A lot rides on this question. You are trying to keep the compensation for all of your employees at 25%. This isn’t just what their check totals each pay period. It includes: taxes, sick days, vacations, holidays, insurance, uniforms, continuing education, and any other cost or benefit that you attribute to your staff. It does not include anything that you spend on yourself. The trouble with most of us is that we tend to pay what we “think” the going rate is or just a little more than the new hire “said” they made at the last office they worked with. We also tend to give longevity based raises so that we often find ourselves paying 30% or more above the going rate for a position. Our overhead suffers, others in our office feel emboldened to make similar requests because “if so and so makes this much, why don’t I?” Think about it like sports teams do. They have a salary cap. Yours is about 25% of your collections. If you don’t begin to run your office like a business it will result in a terrible downward spiral into overhead chaos.
What should you do? First step is make a firm stand on overhead attributed to salaries. We suggest 25%. That is the line in the sand, and that is what your salary cap should be.

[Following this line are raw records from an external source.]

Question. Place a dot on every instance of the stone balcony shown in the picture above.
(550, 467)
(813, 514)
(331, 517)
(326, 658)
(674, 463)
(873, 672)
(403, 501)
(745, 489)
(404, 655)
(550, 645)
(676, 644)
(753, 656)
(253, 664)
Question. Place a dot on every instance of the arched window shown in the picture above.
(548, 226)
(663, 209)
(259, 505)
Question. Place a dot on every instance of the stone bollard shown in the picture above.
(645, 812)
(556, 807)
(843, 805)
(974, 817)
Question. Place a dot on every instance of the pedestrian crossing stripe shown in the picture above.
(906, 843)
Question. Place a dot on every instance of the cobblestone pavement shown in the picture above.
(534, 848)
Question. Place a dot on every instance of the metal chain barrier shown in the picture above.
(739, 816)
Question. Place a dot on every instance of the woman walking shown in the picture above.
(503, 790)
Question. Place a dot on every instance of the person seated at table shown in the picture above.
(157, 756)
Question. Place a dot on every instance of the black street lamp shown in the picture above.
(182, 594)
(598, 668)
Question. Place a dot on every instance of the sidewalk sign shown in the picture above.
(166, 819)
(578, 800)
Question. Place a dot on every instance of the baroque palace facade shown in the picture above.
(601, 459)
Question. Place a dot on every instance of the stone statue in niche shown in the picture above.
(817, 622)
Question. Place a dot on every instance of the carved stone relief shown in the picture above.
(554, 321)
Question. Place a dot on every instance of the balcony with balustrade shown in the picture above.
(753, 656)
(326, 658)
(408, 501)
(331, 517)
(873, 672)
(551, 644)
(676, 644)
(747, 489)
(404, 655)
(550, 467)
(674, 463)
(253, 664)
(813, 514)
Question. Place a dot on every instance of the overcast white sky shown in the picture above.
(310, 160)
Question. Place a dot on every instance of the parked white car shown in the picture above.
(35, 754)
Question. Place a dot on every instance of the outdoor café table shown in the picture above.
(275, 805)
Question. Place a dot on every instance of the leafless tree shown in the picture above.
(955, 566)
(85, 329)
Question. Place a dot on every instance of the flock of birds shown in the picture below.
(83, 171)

When hiring a new person, look at where you are currently in your overhead, and look at what a person in that position should make. Keep in mind there is a limit to what someone should make in any position in the office.
Pay that is higher than the maximum for the position should come from a bonus (profit sharing) strategy.
One neat thing about salaries is that there are online sources we can utilize for a point of reference and a reality check.
• www.indeed.com: This site is a headhunter site but also gives you lots of information about salaries. Just open it and go to the home page. Once there, don’t immediately fill in the blanks. Go to the bottom left corner of the page and click on “salaries”. When the page changes, just put in the position and the zip code. What pops up is not only the average salaries, but also the trends in the salaries for your zip code. Slide down the page and you will also see all of the actual hires they have made this year and the individual salaries. Occasionally you will see something really high or low (part time). Just take those out and do the math. You now have a way to actually benchmark what you should pay.
• www.dentalworkers.com: This is a site where both the employer and the person looking for a job have the opportunity to shop one another. Great site, take a look. It gives you access to resumes and allows you to put your job posting out there and also review other postings for similar positions. They have other ancillary services that will help in understanding the market going rate for various positions.
Whether you are just starting out or you are a “seasoned” professional, keeping a hand on your employee salaries defines sound financial responsibility. Overpay, and you can never go back and lower it. Do it right the first time, and increase pay with profitability, and you have created a solid foundation for the maintenance and growth of your practice.